- Ed Tutwiler (left) in the 1949 West Virginia Open with Sam Snead (center), and William C. Campbell

Personal information
- Full name: Edgar Marten Tutwiler, Jr.
- Born: July 29, 1919 Mount Hope, West Virginia, U.S.
- Died: November 18, 1988 (aged 69) Indianapolis, Indiana, U.S.
- Height: 6 ft 0 in (1.83 m)
- Weight: 170 lb (77 kg; 12 st)
- Sporting nationality: United States

Career
- Status: Amateur

Best results in major championships
- Masters Tournament: T54: 1966
- PGA Championship: DNP
- U.S. Open: T36: 1966
- The Open Championship: DNP

= Ed Tutwiler (golfer) =

American amateur golfer (1919–1988)

Edgar Marten Tutwiler, Jr. (July 29, 1919 – November 18, 1988) from Mount Hope, West Virginia was an American amateur golfer. Raised in southern West Virginia, he was a star athlete in high school, excelling in basketball; after initially making a name on the links while in school, Tutwiler captured the first of his eleven West Virginia Amateur crowns in 1939. Following some time in the Oklahoma oil fields, he returned to West Virginia where he ran a number of Charleston area businesses, most predominantly a Cadillac dealership. He moved to Indianapolis, Indiana in 1964 and established a new Cadillac franchise there. Tutwiler won three West Virginia Open titles, two Indiana Amateur's and finished runner-up in the 1964 U.S. Amateur and was a member of the U.S. Walker Cup team in 1965 and 1967.

== Early life ==
Tutwiler attended Mount Hope High School, where he was a star basketball player in 1937.

==Golf career==
Tutwiler won numerous amateur and open events, including eleven West Virginia Amateurs between 1939 and 1963 (including three of the four West Virginia Amateurs played between 1939 and 1948), and three West Virginia Opens (1951, 1956 and 1962). He won the Porter Cup in 1962. Tutwiler finished runner-up in the 1964 U.S. Amateur to long-time rival and fellow West Virginia Golf Hall of Fame inductee Bill Campbell at Canterbury Golf Club. Tutwiler was twice Indiana State Amateur champion in 1966 and 1967. Tutwiler won the U.S. Seniors' Golf Association Championship in 1978 and 1986 and was a semi-finalist in the 1978 U.S. Senior Amateur. He competed in 15 U.S. Amateur championships. Tutwiler won the Senior Division of the Porter Cup in 1977 and 1978.

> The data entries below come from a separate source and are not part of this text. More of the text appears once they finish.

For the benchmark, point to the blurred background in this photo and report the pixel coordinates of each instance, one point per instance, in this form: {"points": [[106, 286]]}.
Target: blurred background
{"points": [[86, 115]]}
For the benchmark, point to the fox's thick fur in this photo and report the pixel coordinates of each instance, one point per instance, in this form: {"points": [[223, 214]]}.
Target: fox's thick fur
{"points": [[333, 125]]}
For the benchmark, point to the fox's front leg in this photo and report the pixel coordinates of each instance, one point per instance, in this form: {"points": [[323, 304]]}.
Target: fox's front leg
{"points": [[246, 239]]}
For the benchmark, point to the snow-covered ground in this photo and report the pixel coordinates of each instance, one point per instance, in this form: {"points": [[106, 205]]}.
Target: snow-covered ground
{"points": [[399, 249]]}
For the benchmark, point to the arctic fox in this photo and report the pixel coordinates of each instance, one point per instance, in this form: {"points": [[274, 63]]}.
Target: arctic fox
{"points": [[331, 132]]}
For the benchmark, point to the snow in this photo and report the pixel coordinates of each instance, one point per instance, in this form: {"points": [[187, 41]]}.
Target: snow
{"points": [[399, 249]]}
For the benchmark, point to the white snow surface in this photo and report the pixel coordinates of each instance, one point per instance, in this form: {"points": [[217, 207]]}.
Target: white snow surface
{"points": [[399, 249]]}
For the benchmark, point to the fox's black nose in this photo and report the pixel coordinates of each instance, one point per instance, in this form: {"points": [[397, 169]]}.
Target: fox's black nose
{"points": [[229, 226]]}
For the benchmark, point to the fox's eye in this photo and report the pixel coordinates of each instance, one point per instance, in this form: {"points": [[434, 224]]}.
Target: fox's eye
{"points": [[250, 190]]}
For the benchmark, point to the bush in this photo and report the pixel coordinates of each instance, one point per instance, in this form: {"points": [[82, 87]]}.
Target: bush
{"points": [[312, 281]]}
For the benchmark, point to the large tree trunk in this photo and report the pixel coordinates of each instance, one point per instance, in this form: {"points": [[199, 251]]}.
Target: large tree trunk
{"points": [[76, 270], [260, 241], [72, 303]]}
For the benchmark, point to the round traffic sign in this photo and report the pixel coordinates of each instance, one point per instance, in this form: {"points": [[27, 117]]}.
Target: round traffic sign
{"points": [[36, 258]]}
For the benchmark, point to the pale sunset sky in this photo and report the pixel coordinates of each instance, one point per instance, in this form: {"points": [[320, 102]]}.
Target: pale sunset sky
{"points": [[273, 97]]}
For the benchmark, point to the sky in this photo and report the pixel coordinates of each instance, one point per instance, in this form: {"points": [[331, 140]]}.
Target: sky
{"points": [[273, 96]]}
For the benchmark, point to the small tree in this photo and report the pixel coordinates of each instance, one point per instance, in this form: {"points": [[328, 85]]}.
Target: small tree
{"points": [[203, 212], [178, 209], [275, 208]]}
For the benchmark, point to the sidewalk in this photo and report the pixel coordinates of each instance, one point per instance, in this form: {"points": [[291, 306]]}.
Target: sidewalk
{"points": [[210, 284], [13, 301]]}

Tutwiler played on two Walker Cup teams, in 1965 and 1967, winning five of his six matches. He also played in the 1964 Eisenhower Trophy and the 1965 Americas Cup. He played in the U.S. Open, making the cut in 1965 (T38) and 1966 (T36), and the Masters Tournament in 1965, 1966 and 1968, making the cut in 1966 (T54).

==Awards==
Tutwiler was recipient of the Hardman Award in 1958 as the West Virginia Amateur Athlete of the Year. In 1973, Tutwiler was inducted into the Indiana Golf Hall of Fame and West Virginia Golf Hall of Fame in 2010. Sports Illustrated included Tutwiler on its list of 50 Greatest West Virginia Sports Figures in 1999.

==Society of Seniors==
Tutwiler was a founder of the Society of Seniors in the fall of 1982 at Wild Dunes Resort in Isle of Palms, South Carolina. The Ed Tutwiler Four-Ball was named in Tutwiler's honor. SOS tournaments are played at scratch. Members of the SOS include every living U.S. Senior Amateur Champion, numerous Walker Cup players and captains, and former U.S. Amateur, U.S. Mid-Amateur, British Amateur and British Senior Amateur Champions.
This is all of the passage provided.